When we derive equation for energy of electric field, we end up below during the process $$U=\frac{\epsilon_0}{2}\left[\int (\nabla\phi)\cdot(\nabla\phi)dV-\int\nabla\cdot(\phi\nabla\phi)dV\right]$$ and then, $$U=\frac{\epsilon_0}{2}\left[\int (\nabla\phi)\cdot(\nabla\phi)dV-\oint(\phi\nabla\phi)\cdot d\mathbf a\right]$$ I think I can quiet grasp the idea that when we integrate over the entire space, the second term will be calculated to have $r^{-1}$ term which leads to zero, thus negligible.

But my question is, do we always pretend that second term is zero? Is there any situation where we need to account the second term?

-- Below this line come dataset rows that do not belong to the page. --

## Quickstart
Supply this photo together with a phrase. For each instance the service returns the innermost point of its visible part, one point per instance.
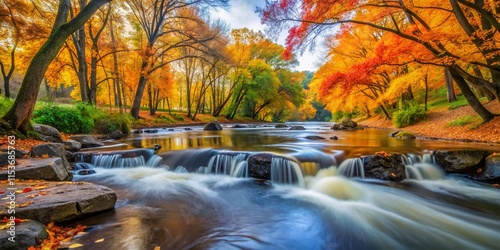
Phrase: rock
(62, 201)
(72, 145)
(491, 171)
(87, 141)
(51, 150)
(348, 123)
(459, 161)
(404, 135)
(116, 135)
(48, 133)
(259, 166)
(297, 128)
(50, 169)
(212, 126)
(29, 233)
(314, 137)
(387, 167)
(239, 126)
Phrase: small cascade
(241, 170)
(117, 161)
(422, 167)
(286, 171)
(225, 163)
(180, 169)
(352, 167)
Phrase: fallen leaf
(76, 245)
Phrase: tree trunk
(20, 113)
(469, 95)
(449, 86)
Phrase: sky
(241, 14)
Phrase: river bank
(438, 125)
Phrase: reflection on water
(268, 138)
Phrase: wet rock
(51, 150)
(86, 172)
(404, 135)
(314, 137)
(259, 166)
(239, 126)
(461, 161)
(297, 128)
(87, 141)
(29, 233)
(387, 167)
(72, 145)
(48, 133)
(116, 135)
(212, 126)
(491, 171)
(50, 169)
(281, 125)
(62, 201)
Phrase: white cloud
(241, 14)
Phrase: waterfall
(116, 161)
(225, 163)
(286, 171)
(422, 167)
(352, 167)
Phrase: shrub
(65, 119)
(408, 113)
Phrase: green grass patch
(472, 120)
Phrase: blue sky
(242, 14)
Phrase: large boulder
(60, 201)
(259, 166)
(51, 150)
(48, 133)
(491, 170)
(384, 166)
(72, 145)
(212, 126)
(50, 169)
(27, 234)
(462, 161)
(87, 141)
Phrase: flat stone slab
(51, 169)
(55, 201)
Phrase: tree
(158, 19)
(18, 117)
(428, 25)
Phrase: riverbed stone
(297, 127)
(87, 141)
(48, 133)
(259, 166)
(60, 201)
(51, 169)
(459, 161)
(72, 145)
(491, 170)
(384, 166)
(51, 150)
(29, 233)
(212, 126)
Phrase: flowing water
(194, 194)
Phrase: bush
(409, 113)
(65, 119)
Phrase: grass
(472, 120)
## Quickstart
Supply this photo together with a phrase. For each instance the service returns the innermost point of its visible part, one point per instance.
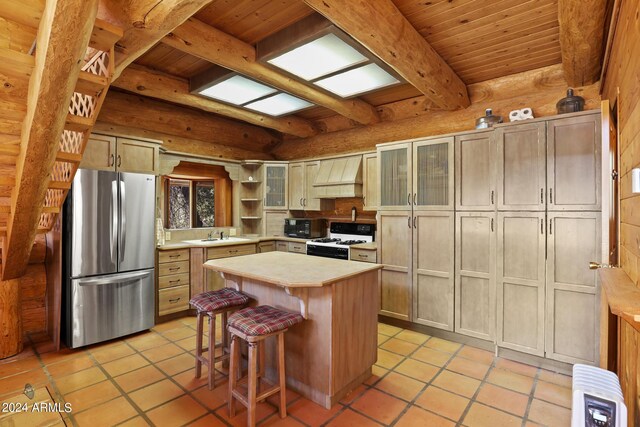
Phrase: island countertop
(291, 270)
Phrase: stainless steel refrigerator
(108, 247)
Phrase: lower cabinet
(475, 301)
(433, 269)
(520, 279)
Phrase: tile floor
(147, 379)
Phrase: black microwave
(305, 228)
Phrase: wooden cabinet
(432, 174)
(574, 163)
(572, 289)
(521, 168)
(394, 169)
(394, 251)
(275, 186)
(433, 269)
(475, 171)
(173, 281)
(302, 175)
(120, 154)
(371, 185)
(520, 281)
(475, 302)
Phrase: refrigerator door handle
(119, 278)
(114, 222)
(123, 220)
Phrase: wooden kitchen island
(332, 351)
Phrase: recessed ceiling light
(237, 90)
(322, 56)
(356, 81)
(278, 105)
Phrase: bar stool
(210, 304)
(254, 325)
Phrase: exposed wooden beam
(581, 39)
(145, 22)
(145, 113)
(394, 40)
(62, 41)
(203, 41)
(163, 86)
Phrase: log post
(10, 321)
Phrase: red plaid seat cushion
(262, 320)
(217, 300)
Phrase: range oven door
(328, 251)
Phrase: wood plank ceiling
(480, 40)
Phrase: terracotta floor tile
(517, 367)
(162, 352)
(19, 365)
(510, 380)
(108, 414)
(139, 378)
(379, 406)
(351, 418)
(553, 393)
(124, 365)
(353, 394)
(443, 345)
(104, 355)
(147, 341)
(311, 413)
(212, 399)
(482, 416)
(501, 398)
(443, 403)
(70, 366)
(472, 353)
(548, 414)
(400, 386)
(80, 380)
(399, 346)
(155, 394)
(388, 360)
(416, 417)
(555, 378)
(434, 357)
(177, 364)
(208, 421)
(176, 413)
(457, 383)
(468, 367)
(91, 396)
(388, 330)
(418, 370)
(413, 337)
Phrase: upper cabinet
(120, 154)
(475, 171)
(275, 186)
(574, 163)
(521, 167)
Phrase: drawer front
(229, 251)
(363, 255)
(172, 300)
(299, 248)
(173, 280)
(172, 256)
(169, 268)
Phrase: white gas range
(341, 236)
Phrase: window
(190, 203)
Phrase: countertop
(291, 270)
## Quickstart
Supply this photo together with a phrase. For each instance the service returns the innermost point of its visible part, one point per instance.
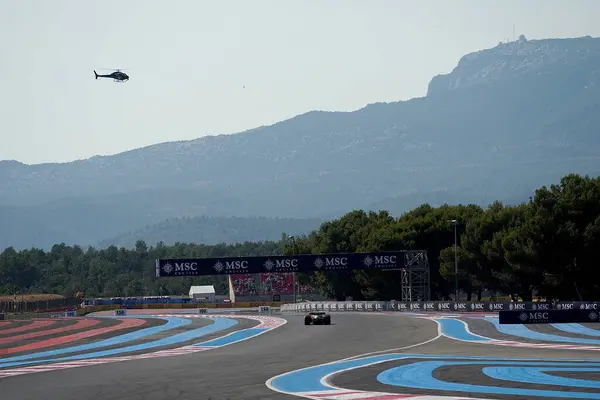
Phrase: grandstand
(251, 287)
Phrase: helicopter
(117, 76)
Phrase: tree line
(548, 246)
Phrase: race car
(317, 318)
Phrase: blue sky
(205, 67)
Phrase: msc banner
(547, 316)
(534, 309)
(295, 263)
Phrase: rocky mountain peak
(513, 59)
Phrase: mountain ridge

Such as when we are dealing with parallel plate condenser, especially the infinite sized case, second term doesn't seem like to go zero at all in that case.

And what about the case of energy density? though we write $$u=\frac{\epsilon_0 E^2}{2}$$ when electric field is close to the source or where electric field is strong enough, the second term seemingly no longer obsolete thus I thought maybe there's a case where we calculate energy density of electric filed by $$u=\frac{\epsilon_0 E^2}{2}+\frac{\epsilon_0}{2}\nabla\cdot(\phi \mathbf E)$$

If we never use the second term, why is that? Is there any way to prove that second term is always negligible?

Answer 1

$U$ in your first formula is the total Coulomb energy of a continuous distribution of charge in space. This energy is a number assigned to the system as a whole, and is not necessarily distributed in space.

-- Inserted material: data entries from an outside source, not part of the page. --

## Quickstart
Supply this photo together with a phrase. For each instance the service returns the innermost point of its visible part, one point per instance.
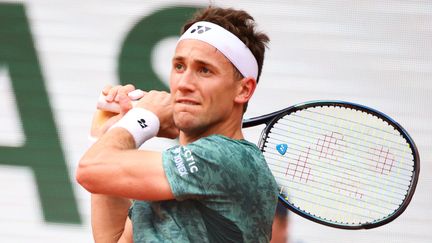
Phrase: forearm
(108, 217)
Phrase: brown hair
(241, 24)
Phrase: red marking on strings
(383, 158)
(301, 169)
(329, 144)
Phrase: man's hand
(161, 104)
(103, 120)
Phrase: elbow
(85, 177)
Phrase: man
(280, 228)
(215, 186)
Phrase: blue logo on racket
(282, 148)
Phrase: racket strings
(349, 130)
(353, 162)
(283, 175)
(338, 169)
(376, 204)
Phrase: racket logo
(282, 148)
(142, 123)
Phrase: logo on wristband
(142, 123)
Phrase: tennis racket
(340, 164)
(336, 163)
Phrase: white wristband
(140, 123)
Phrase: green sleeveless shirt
(224, 192)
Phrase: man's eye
(205, 70)
(178, 66)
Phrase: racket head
(353, 188)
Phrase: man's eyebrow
(197, 61)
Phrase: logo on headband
(200, 29)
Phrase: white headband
(227, 43)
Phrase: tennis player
(213, 187)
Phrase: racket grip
(114, 107)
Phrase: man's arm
(110, 177)
(113, 167)
(108, 217)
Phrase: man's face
(202, 83)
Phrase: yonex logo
(200, 29)
(142, 123)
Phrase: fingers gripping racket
(340, 164)
(336, 163)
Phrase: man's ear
(245, 90)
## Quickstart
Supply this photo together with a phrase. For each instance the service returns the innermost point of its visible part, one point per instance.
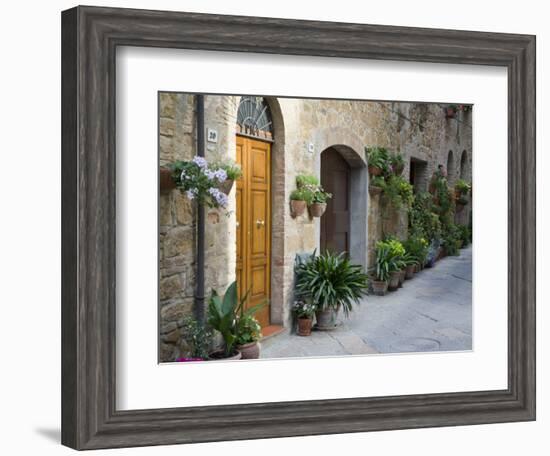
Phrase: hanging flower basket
(297, 207)
(204, 182)
(317, 209)
(374, 190)
(226, 186)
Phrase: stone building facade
(302, 130)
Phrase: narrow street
(432, 312)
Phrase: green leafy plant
(224, 314)
(330, 281)
(423, 221)
(233, 170)
(397, 163)
(389, 258)
(464, 233)
(378, 181)
(200, 181)
(303, 309)
(379, 158)
(450, 238)
(397, 191)
(301, 194)
(417, 248)
(198, 338)
(462, 187)
(443, 197)
(248, 330)
(306, 180)
(320, 196)
(383, 265)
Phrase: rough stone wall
(418, 131)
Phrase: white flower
(200, 161)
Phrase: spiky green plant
(331, 281)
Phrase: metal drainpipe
(199, 290)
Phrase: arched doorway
(253, 204)
(335, 223)
(463, 165)
(450, 167)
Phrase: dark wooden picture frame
(90, 37)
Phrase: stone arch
(451, 171)
(464, 165)
(278, 205)
(351, 148)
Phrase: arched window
(254, 118)
(450, 167)
(464, 165)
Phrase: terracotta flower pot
(401, 277)
(166, 183)
(375, 170)
(393, 284)
(379, 287)
(250, 350)
(304, 326)
(317, 209)
(226, 186)
(219, 355)
(213, 216)
(374, 190)
(326, 319)
(297, 207)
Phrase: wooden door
(254, 224)
(335, 223)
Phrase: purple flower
(220, 197)
(200, 161)
(220, 174)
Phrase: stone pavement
(432, 312)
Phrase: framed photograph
(281, 228)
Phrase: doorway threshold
(271, 331)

But it can be thought of as distributed to space and to its boundary the way you wrote it. However, the boundary is arbitrary, so we can push it to infinity and then it turns out (for static field that decays fast enough in infinity) contribution of the boundary is zero. Thus we can think of the Coulomb energy as distributed in infinite space, no boundaries needed.

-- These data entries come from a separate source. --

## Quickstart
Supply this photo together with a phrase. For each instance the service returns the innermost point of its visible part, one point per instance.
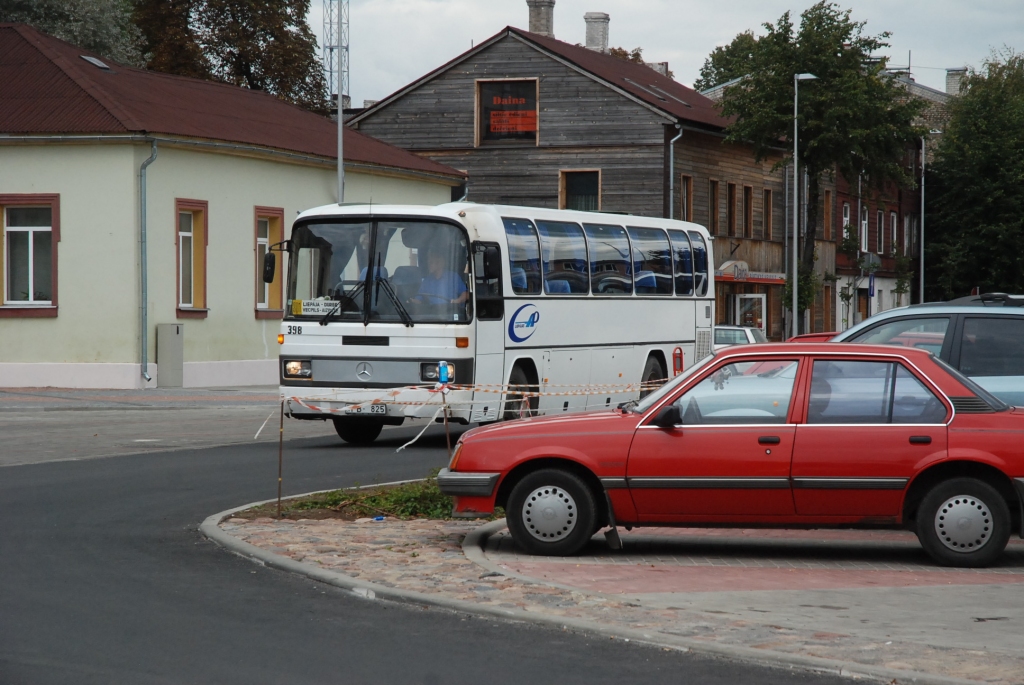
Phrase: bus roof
(459, 211)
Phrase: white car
(737, 335)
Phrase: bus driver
(441, 286)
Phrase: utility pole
(336, 72)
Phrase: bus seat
(645, 282)
(407, 282)
(518, 275)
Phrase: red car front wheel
(551, 512)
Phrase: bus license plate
(378, 410)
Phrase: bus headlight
(431, 372)
(296, 369)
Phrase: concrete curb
(473, 547)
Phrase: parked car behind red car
(770, 435)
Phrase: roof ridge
(36, 38)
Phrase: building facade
(540, 122)
(222, 170)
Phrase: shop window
(29, 233)
(610, 271)
(507, 113)
(269, 228)
(564, 257)
(685, 198)
(192, 242)
(581, 190)
(651, 261)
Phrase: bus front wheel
(357, 431)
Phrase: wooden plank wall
(583, 125)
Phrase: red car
(778, 435)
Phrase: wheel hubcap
(549, 513)
(964, 523)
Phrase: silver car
(981, 336)
(737, 335)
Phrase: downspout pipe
(672, 173)
(142, 260)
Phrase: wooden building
(537, 121)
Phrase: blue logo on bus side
(523, 323)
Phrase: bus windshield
(402, 271)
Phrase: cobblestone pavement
(861, 597)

There is still an infinity of different ways to distribute the same energy in infinite space, including the Poynting density $u = \frac{1}{2}\epsilon_0E^2$ and the density you suggest $u' = u+\frac{1}{2}\epsilon_0 \nabla\cdot(\phi\mathbf E)$.

There are reasons for preferring the Poynting density as the definition of energy density of electric field, in the general case. It is the simplest and symmetric in terms of fields. However, remember this is just a definition of density that we chose, a very useful one, but we could work instead with $u'$ and with any finite system, we get the same total energy, because contribution of the divergence term is zero when taken over the whole space. It changes distribution of energy in space, but not the total energy. There is no way to decide which density expression is the right one in physical sense: it is a matter of practicality and aesthetics, and most often, the Poynting expression $u$ is preferred.

Energy of an infinite parallel plate capacitor is infinite, so both densities will get that right.